Cuando Caitlin Veitz acudió a hacerse su primera ecografía a las veinte semanas de embarazo, su feliz expectativa se trocó rápidamente en miedo y angustia al conocer por el ginecólogo que el corazón de su futura hija estaba creciendo fuera de la pared torácica.

Los médicos no pudieron tranquilizarla porque la situación era tan anómala que prácticamente no había antecedentes ni datos a los que remitirse para albergar esperanzas.

A pesar de que problemas congénitos del corazón afectan a uno de cada cien niños, lo que supone una incidencia relativamente alta, el del bebé de Caitlin era uno de los más raros con que se había encontrado la Medicina, según el testimonio de Joseph Dearani, cirujano pediátrico de la Clínica Mayo, en los Estados Unidos.

Su supervivencia dependía de una intervención quirúrgica muy compleja, que debía involucrar a personal altamente especializado y dotado con tecnologías 3D.

Operada en el vientre de su madre con la ayuda de la impresión 3D

Antes del nacimiento de la niña, para la que sus padres habían elegido el nombre de Kieran, la doctora Jane Matsumoto convirtió las imágenes por ultrasonido del feto en un modelo virtual en 3D, utilizando para ello programas de la empresa belga del sector de la impresión 3D Materialise.

La doctora Matsumoto segmentó con un código de colores los órganos principales y trabajó con los médicos de Caitlin para ver dónde se hallaba el defecto de la niña en relación con la placenta, el hígado y el útero.
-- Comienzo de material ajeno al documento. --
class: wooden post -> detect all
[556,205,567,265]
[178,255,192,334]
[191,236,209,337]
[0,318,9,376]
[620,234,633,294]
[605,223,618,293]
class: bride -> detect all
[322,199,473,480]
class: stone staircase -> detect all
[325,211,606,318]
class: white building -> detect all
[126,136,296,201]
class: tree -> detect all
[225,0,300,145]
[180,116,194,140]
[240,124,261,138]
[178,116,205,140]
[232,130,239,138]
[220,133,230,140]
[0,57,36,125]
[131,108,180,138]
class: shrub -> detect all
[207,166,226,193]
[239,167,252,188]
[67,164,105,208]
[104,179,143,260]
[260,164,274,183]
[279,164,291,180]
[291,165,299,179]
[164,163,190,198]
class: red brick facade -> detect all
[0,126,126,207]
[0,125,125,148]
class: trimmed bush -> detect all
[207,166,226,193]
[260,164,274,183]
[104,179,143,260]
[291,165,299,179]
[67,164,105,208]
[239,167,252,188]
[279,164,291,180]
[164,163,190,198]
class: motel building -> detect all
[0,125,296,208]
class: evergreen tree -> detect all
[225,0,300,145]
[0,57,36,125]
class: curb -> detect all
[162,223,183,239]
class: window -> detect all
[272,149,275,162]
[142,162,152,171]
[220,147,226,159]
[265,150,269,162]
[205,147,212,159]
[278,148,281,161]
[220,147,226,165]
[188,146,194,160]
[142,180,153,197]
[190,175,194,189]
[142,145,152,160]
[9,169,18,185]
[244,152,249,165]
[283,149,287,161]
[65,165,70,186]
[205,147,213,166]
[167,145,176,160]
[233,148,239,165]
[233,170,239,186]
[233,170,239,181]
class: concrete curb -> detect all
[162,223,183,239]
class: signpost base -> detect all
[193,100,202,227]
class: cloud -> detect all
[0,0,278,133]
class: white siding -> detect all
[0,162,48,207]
También preparó un modelo impreso en 3D de su anatomía, mientras la niña se hallaba todavía en el vientre de su madre.

Operada en el vientre de su madre con la ayuda de la impresión 3D

La réplica impresa en 3D de Kieran resultó vital para los cirujanos. Gracias al modelo de tamaño natural, los médicos pudieron observar que no sólo el corazón, sino también el hígado y los intestinos del bebé se estaban desarrollando fuera de su cuerpo.

"A partir del modelo impreso en 3D nos percatamos de que tratar de solucionar todos los defectos a la vez podía provocar demasiado estrés en el bebé", recuerda el doctor Christopher Moir, cirujano pediatra.

Operada en el vientre de su madre con la ayuda de la impresión 3D

Los médicos tuvieron que dar prioridad a la colocación del corazón dentro del pecho. se planificó la realización de una cesárea en la trigésimo séptima semana de embarazo para, a continuación, operar a la niña.

Sin embargo, no salió como estaba previsto. Se produjo un aumento repentino en la presión arterial de la madre, acompañado de un debilitamiento alarmante en los signos vitales del bebé.

Había que provocar un parto de emergencia antes de lo previsto. Dada la gravedad de la emergencia , en tan sólo  90 minutos se pusieron a disposición de los cirujanos 60 médicos y enfermeras pertenecientes a doce equipos diferentes.

Varios de ellos se relevaron durante cinco horas para darle la vuelta al corazón de Kieran e introducirlo dentro de su pecho.

Lo que podría haber sido una emergencia rayana en la tragedia fue manejado de forma espectacularmente positiva gracias a semanas de planificación avanzada con el apoyo de la impresión 3D.

Operada en el vientre de su madre con la ayuda de la impresión 3D

Después de permanecer cuatro meses y medio en observación en una unidad de cuidados intensivos pediátricos, Kieran estuvo lista para irse  a su casa.

Operada en el vientre de su madre con la ayuda de la impresión 3D

Seis meses después, su evolución y su crecimiento eran normales y similares a los de otros bebés de su edad.